Der Trend, Menschen durch KI zu entlassen, und die Realität

Veröffentlicht am 23. January 2026 | Aus dem Spanischen übersetzt
Oficina con empleados humanos y sistemas de IA trabajando juntos

Der Trend, Menschen durch KI zu entlassen… und die Realität

In den letzten Jahren haben einige Unternehmen sich kopfüber darauf gestürzt, Mitarbeiter durch künstliche Intelligenz zu ersetzen. Das Versprechen war klar: weniger Kosten, mehr Schnelligkeit und eine fast magische Effizienz. Aber klar, die Realität rendert sich nicht immer so, wie man erwartet. Viele dieser Unternehmen, die von Büros voller KI-Agenten träumten, die Aufgaben lösen wie Automatisierungsskripte in Houdini… stellen jetzt fest, dass der menschliche Touch nicht so einfach zu replizieren ist.

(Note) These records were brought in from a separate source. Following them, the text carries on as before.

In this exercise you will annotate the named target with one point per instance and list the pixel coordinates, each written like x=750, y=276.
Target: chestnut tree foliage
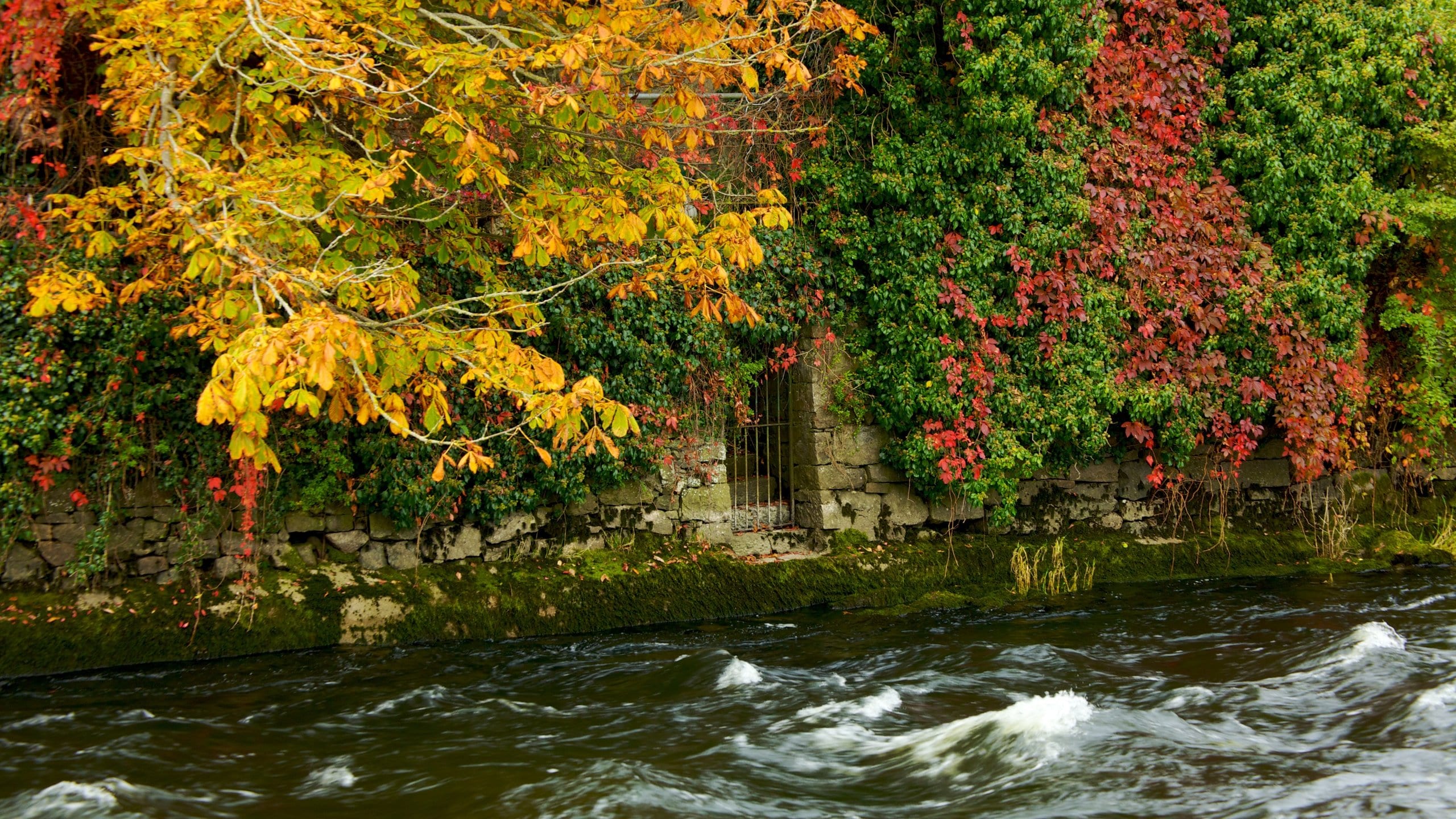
x=289, y=162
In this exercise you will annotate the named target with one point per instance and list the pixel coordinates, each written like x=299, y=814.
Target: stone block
x=514, y=525
x=1138, y=511
x=22, y=563
x=229, y=566
x=587, y=544
x=1027, y=491
x=905, y=507
x=123, y=541
x=71, y=532
x=152, y=530
x=822, y=515
x=1101, y=473
x=1132, y=480
x=1267, y=474
x=1085, y=509
x=373, y=556
x=232, y=544
x=705, y=503
x=350, y=543
x=942, y=512
x=1270, y=449
x=813, y=446
x=401, y=554
x=884, y=474
x=152, y=566
x=587, y=506
x=864, y=511
x=305, y=522
x=657, y=522
x=56, y=553
x=632, y=493
x=859, y=446
x=812, y=406
x=829, y=477
x=715, y=532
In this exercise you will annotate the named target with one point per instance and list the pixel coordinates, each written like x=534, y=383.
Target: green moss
x=647, y=582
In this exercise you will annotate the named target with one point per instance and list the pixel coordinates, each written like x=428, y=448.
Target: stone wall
x=839, y=486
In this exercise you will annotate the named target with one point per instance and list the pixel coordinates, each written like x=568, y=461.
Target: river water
x=1221, y=698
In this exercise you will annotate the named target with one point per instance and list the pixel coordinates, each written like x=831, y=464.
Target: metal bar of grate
x=760, y=460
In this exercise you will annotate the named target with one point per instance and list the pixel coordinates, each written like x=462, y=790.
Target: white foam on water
x=334, y=777
x=1439, y=698
x=430, y=694
x=40, y=721
x=870, y=707
x=1371, y=637
x=740, y=672
x=73, y=799
x=1423, y=602
x=1187, y=696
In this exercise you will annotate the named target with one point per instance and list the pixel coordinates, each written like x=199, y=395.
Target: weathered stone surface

Der Fall Klarna: vom Prahlen zum Rückzieher

Einige der lautesten Beispiele ist Klarna. Sein CEO prahlte öffentlich damit, dass eine KI die Arbeit von 700 entlassenen Mitarbeitern übernommen habe. Aber ein Jahr später begannen die Kunden sich über die Servicequalität zu beschweren, und das Unternehmen musste menschliches Personal wieder einstellen. Das Ergebnis war ein Workflow für Kundenservice, der eher wie ein Bug mit fehlerhafter Logik in Unreal Engine wirkte als ein funktionsfähiger Service.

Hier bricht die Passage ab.